Typically, investors in projects wouldn’t be seen as consumers. On a traditional funding model investment would be seen as a business to business transaction that would not attract the special protections of the EU Consumer Law acquis. However, the Kickstarter model is different. With its encouragement for large numbers of small investments in return for a reward, perhaps a copy of the good that results from the completed project or for creative possibilities (such as an appearance as a character in a crowdfunded book; a personal interaction with the creator; or a memento provided by the backer), the model doesn’t look like professional investment, but instead more like a model that involves a relationship between business and consumer. This is supported by the findings of research into Kickstarter, which shows that “most of the contributors at any point in the funding cycle are one-time backers that likely come from the entrepreneur’s own social circle.” This can be contrasted with peer-to-peer lending sites, such as Prosper, which may seem much more like investment businesses, depending on the practice of the .

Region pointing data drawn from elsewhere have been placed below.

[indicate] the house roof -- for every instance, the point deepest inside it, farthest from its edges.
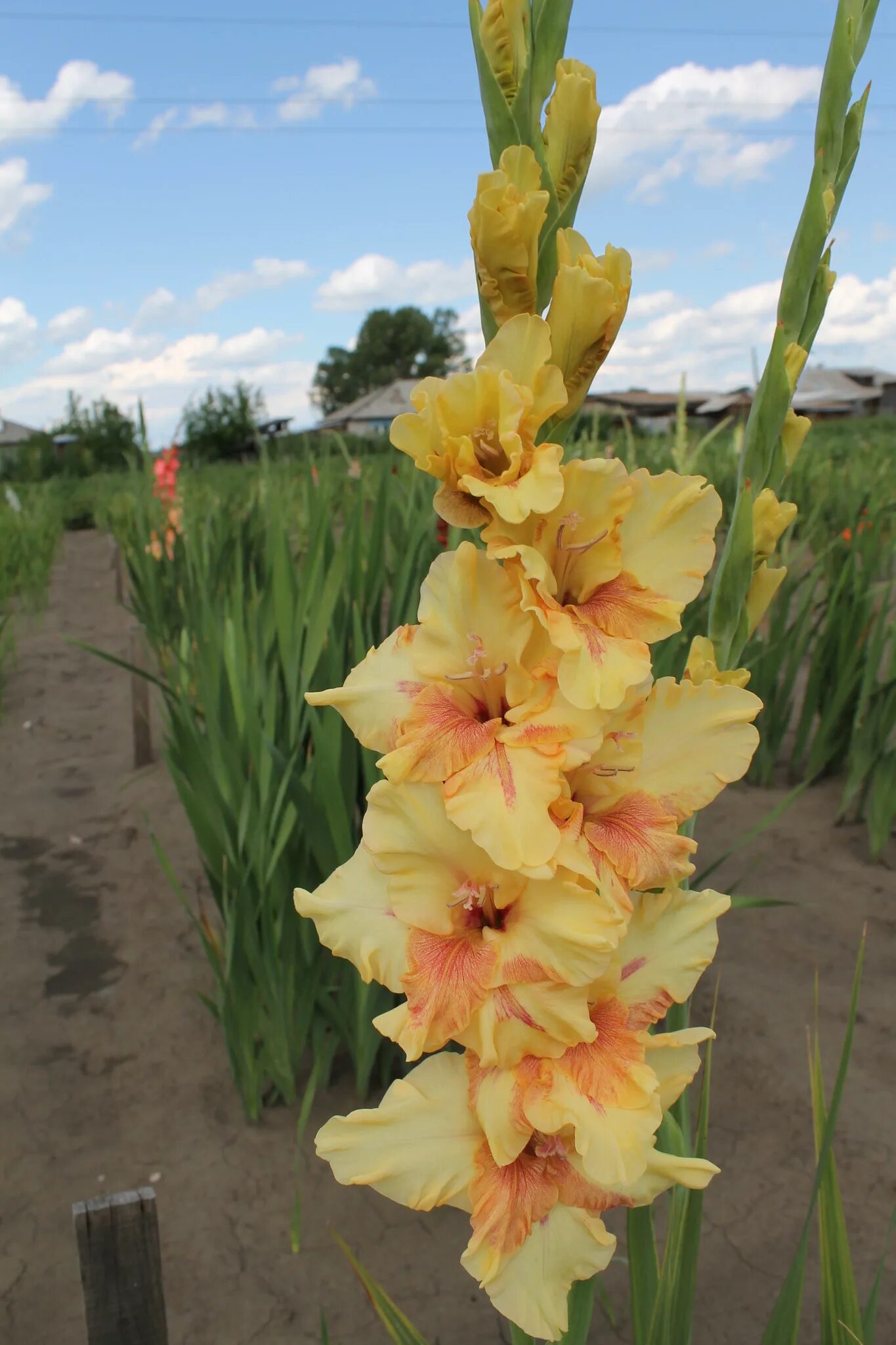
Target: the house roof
(879, 377)
(381, 404)
(820, 386)
(12, 433)
(640, 400)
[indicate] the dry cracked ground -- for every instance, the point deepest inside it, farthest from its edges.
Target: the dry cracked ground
(112, 1074)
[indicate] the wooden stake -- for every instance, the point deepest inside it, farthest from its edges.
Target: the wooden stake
(140, 701)
(121, 1269)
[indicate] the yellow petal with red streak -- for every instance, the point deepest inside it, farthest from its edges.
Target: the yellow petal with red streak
(354, 917)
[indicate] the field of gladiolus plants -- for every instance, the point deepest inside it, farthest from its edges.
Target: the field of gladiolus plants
(444, 722)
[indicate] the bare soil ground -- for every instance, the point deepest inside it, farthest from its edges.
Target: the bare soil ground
(112, 1074)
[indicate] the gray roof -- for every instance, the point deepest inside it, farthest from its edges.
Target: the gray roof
(826, 386)
(879, 377)
(12, 433)
(382, 404)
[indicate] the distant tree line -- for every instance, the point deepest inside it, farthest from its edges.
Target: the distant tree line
(97, 437)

In order to assess whether backers have the protection of the Unfair Commercial Practices Directive, it is first necessary to decide whether one of the parties is a consumer. Consumers are defined in the Unfair Commercial Practices Directive as “individual[s] who in relation to a commercial practice is acting for purposes which are outside his business.” It appears that in most cases the backers will not be professional investors, and will therefore be consumers. These backers will see the project not as a investment, but as a potential pre-sale of something that has not yet been created. They should therefore be protected as consumers and not treated as investors. Second, one must decide whether the creator is a trader. Traders as defined as those “acting for purposes relating to his business.” In some cases the creators are clearly businesses, but in others the status is less obvious (for example, projects involving arts or dance). Where the creator is not a trader, the relationship will be a consumer-consumer contract, and outside the scope of consumer law. The backer will be thrown back on the contract, with the challenges discussed above. Finally, it must be demonstrated that the misleading action is “directly connected with the promotion, sale or supply of a product to or from consumers.” In most cases the Kickstarter page will be concerned with the promotion of a product, and in some cases the reward will involve supply. Product is defined broadly to mean any good or service, so will cover most projects funded on Kickstarter or the rewards offered by the creator. However, it may be argued that where the project is neither involves the production of a good or the performance of a service, and the reward is intangible, then the Unfair Commercial Practices Directive is not engaged.

If the Directive is engaged, and a misleading action can be shown, enforcers may be able to obtain an injunction to prevent the misleading information being published. This power is found in the Enterprise Act 2002 part 8. Following the changes to the Enterprise Act by the Consumer Rights Act 2015, public enforcers may also be able to secure redress for backers who have suffered loss as a result of misleading actions by creators.